OrbStack: The fast, light, and easy way to run Docker containers and Linux
Performance & Developer Experience
- Many users report dramatic speedups over Docker Desktop on macOS (e.g., hours → under an hour for large builds, much faster container startup, less battery and CPU usage).
- Described as “just works,” polished GUI, and very stable for daily use, including heavy workloads and devcontainers.
- Several migrated from Docker Desktop, Colima, Rancher Desktop, Vagrant, Fusion/UTM and found OrbStack noticeably faster and smoother, especially with file sharing and parallel container starts.
- Debug shells (attach to any container with full tools) are widely praised as a standout feature.
Architecture & Security Model
- Uses a custom virtualization stack (not QEMU or Apple’s Virtualization.framework).
- Single Linux VM and shared kernel; containers have isolation similar to standard Linux containers, not a strong VM-based boundary.
- VM never runs as root on macOS; admin privileges are optional for some conveniences.
- Some confusion/curiosity about whether it uses LXD; maintainers clarify that LXD isn’t the core architecture.
Docker-in-Docker, Networking & Features
- Docker-in-Docker is supported because containers don’t depend on nested virtualization.
- Some users confirm running nested containers via tools like Testcontainers.
- Networking and domain model (OrbStack domains vs production Docker/nginx) can diverge; container-to-container use of OrbStack FQDNs is a pain point for some frameworks.

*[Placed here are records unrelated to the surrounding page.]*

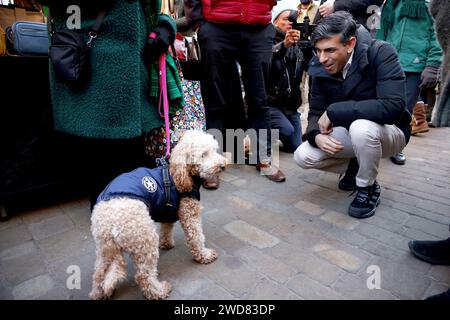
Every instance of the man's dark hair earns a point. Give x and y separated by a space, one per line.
339 23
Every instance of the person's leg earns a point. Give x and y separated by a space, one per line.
371 142
295 138
289 128
309 157
412 94
255 57
218 49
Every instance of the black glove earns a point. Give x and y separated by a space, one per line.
159 41
429 77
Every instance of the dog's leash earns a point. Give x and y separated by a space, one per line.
166 180
163 99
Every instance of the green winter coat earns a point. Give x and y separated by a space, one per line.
409 28
115 102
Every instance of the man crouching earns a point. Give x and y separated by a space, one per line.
357 108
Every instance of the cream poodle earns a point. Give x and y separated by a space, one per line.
123 218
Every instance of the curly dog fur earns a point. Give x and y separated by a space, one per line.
124 225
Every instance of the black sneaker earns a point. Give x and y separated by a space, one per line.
399 158
434 252
348 182
366 201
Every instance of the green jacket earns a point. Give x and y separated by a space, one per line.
409 28
116 101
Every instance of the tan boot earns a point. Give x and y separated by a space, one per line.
419 122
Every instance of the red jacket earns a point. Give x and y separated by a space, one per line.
255 12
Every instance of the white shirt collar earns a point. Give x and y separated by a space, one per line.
347 66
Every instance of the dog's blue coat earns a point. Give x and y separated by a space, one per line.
147 185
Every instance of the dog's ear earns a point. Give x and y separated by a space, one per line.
182 177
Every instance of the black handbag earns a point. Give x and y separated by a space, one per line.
192 67
69 53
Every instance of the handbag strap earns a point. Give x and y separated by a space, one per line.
93 33
164 100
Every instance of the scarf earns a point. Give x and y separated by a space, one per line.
153 16
414 9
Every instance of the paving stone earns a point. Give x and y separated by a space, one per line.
336 256
400 279
356 288
305 262
266 264
241 203
350 237
66 244
312 290
250 234
39 214
63 270
427 226
212 292
384 236
231 274
33 288
22 264
227 177
81 217
415 234
239 182
271 290
262 218
14 236
17 251
384 251
435 288
310 208
262 201
440 273
185 278
13 222
340 220
49 227
229 244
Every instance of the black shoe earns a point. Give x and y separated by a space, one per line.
366 201
434 252
399 158
348 182
444 296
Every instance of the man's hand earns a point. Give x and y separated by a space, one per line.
325 124
327 8
429 77
292 36
328 144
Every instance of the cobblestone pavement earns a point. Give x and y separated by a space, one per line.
292 240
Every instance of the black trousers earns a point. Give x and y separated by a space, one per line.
222 46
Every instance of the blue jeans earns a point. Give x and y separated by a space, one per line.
289 128
412 89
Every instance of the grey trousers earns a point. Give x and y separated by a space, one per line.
366 140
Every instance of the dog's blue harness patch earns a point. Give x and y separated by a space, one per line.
147 185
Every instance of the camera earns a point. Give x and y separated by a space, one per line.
305 28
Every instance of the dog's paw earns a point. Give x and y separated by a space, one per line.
166 244
97 294
162 293
207 256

- IPv6 is supported; fast networking and file access are recurring positives.
Licensing, Phone-Home & Pricing
- Commercial licenses are subscription-based; personal use can be free but still phones home periodically.
- The requirement to reach a license server for continued operation worries some, especially for long offline periods.
- Others consider the business pricing low relative to developer productivity, but some employers resist paying.
Platform Scope & Alternatives
- macOS-only, which several people find under-disclosed on the website.
- Viewed by many as bringing a WSL2-like Linux+Docker experience to macOS.
- On Linux, users suggest LXD/Incus or native containers as the closest equivalent; some prefer plain Linux laptops to avoid these layers entirely.
Issues & Limitations
- Historically used a large sparse disk image that conflicted with various backup tools; excluding it from backups took time and caused frustration.
- No plan to support “VM mode” for arbitrary kernels; vertical integration is considered essential.
- Some oddities in CPU feature reporting under Rosetta can confuse feature-detecting builds.
- Requests exist for better resource monitoring and Nix integration.